I am evaluating Druid (0.12.0) as a storage for the financial tick data.
Currently all the processing revolves around Vertica database.
We export the data in the monthly intervals producing 40Gb of compressed CSV files.
The whole data set is around 100 000 000 000 rows with monthly growth of 2 000 000 000.
Each monthly batch consists of around 20 csv files – one file per financial instrument. .
In the short term I would continue using Vertica but switch the export of the data into daily and load it into Druid.
How should I organize loading all the historical data? I would like to do it in parallel if possible.
How should I approach structuring the data? Is it better to create separate DataStore per instrument?
Whether druid is suitable and how to structure your data depends on your use case.
It’s been two years since I looked at Druid but one of the key foundations of Druid at the time was that it aggregated data. For ad data this is perfect as it saves a lot of storage while losing little of value.However with most tick data you want a record of every single event. Typically for running backtests etc.
I did an outline of some alternative data stores here:
Some omissions from that list would now be clickhouse, bigquery and redshift.
If anyone can highlight where my knowledge is outdated, I welcome the feedback.

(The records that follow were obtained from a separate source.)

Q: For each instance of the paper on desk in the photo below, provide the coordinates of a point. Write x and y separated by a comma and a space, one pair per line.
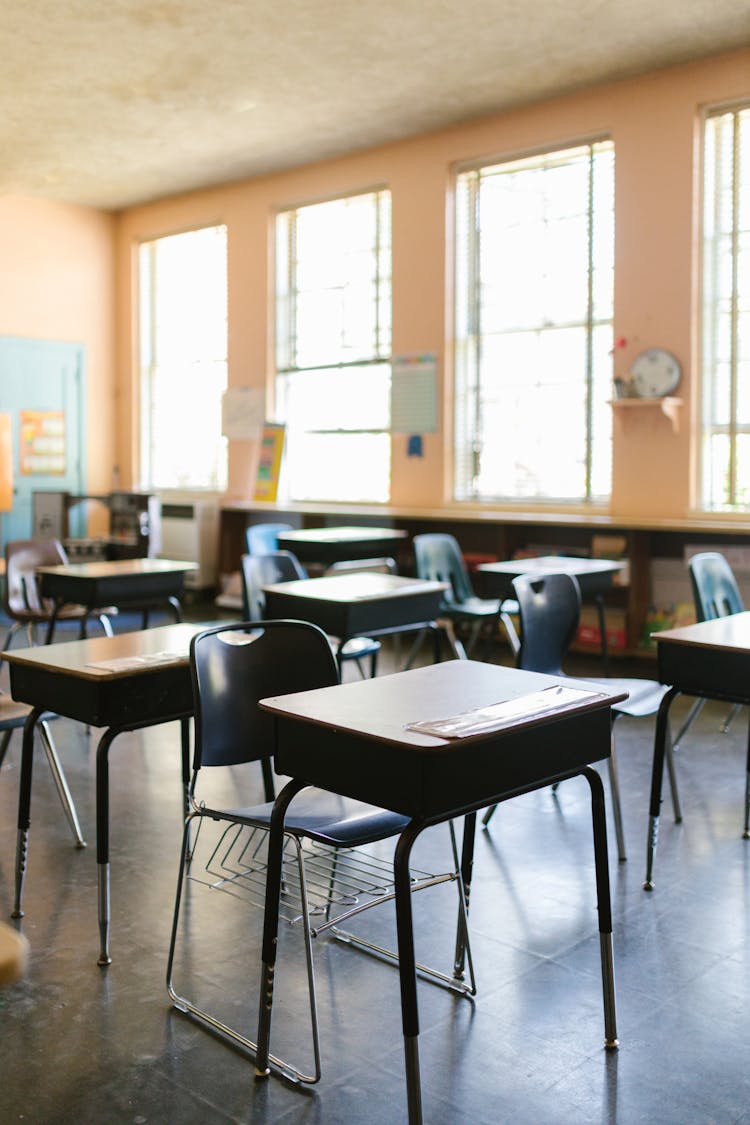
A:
506, 713
133, 663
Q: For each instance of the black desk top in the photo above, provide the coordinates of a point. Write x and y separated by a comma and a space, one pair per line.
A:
354, 738
352, 604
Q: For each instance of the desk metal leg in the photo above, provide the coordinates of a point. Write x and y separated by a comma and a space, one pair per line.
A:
25, 808
657, 775
746, 830
604, 905
273, 876
603, 631
407, 971
102, 843
52, 622
467, 866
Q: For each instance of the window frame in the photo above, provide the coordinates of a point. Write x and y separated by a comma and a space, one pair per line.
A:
708, 384
148, 362
286, 297
472, 339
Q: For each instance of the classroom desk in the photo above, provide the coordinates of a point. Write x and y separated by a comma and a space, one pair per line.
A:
142, 584
710, 659
354, 739
594, 577
147, 684
359, 604
336, 545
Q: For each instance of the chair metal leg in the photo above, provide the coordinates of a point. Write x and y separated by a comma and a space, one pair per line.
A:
61, 782
205, 1017
511, 632
459, 650
746, 831
604, 906
24, 809
692, 716
660, 740
730, 718
671, 773
616, 807
5, 743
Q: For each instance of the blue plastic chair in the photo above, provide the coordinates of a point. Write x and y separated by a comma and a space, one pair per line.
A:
439, 558
263, 538
549, 608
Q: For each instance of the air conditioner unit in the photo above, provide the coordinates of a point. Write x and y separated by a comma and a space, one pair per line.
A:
190, 532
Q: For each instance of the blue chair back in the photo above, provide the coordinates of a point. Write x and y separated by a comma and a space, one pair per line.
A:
439, 558
549, 610
715, 591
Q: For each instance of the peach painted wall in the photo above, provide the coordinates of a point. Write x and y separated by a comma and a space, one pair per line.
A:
56, 282
653, 122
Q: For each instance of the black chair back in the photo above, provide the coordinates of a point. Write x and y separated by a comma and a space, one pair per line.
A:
714, 587
234, 666
549, 609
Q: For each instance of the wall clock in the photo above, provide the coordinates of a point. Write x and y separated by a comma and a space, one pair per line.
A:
654, 372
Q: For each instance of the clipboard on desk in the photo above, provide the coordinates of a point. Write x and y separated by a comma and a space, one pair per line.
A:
517, 711
269, 465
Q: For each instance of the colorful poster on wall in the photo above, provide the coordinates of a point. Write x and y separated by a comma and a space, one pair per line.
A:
269, 466
42, 447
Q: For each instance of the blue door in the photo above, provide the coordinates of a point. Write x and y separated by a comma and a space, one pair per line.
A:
42, 388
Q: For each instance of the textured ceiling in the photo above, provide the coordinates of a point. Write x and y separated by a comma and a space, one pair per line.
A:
110, 102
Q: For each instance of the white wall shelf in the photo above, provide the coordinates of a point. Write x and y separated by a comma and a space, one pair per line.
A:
668, 405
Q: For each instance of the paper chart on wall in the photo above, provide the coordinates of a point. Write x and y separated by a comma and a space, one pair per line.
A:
414, 394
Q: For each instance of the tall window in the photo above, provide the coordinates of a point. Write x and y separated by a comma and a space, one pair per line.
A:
725, 375
183, 366
533, 327
333, 347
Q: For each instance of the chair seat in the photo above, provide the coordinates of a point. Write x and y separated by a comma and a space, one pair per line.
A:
358, 647
12, 714
477, 608
327, 818
643, 695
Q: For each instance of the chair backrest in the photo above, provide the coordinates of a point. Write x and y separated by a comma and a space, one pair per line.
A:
715, 591
259, 570
262, 538
439, 558
549, 610
21, 591
234, 666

It sounds like Druid would be good for this. In general Druid is designed to handle big datasources (rather than a huge amount of small ones), so if you end up having 20 datasources (one per instrument) then that sounds good to me. Probably modeling data in Druid the same way you’d model tables in Vertica would work out.
The best ways to load a bunch of historical data are:
If it’s from flat files in S3 / local disk, then split them up by time (usually by day works) and load each day as a separate ingestion with segmentGranularity DAY. The separate ingestions can run in parallel.
If it’s from Hadoop, then Hadoop indexing is automatically parallelized no matter how much data you are loading in a single job.
One thing that may have changed since you took a look is that now, ingestion-time aggregation is an option that you can disable. For this kind of data you’d probably want to disable it, so you just store all the ticks as-is. In this case you’d set “rollup” to false when you do your ingestion. In this mode, Druid acts like a normal column store and just stores one row for each row of input data. It does continue to index the data though for fast filtering.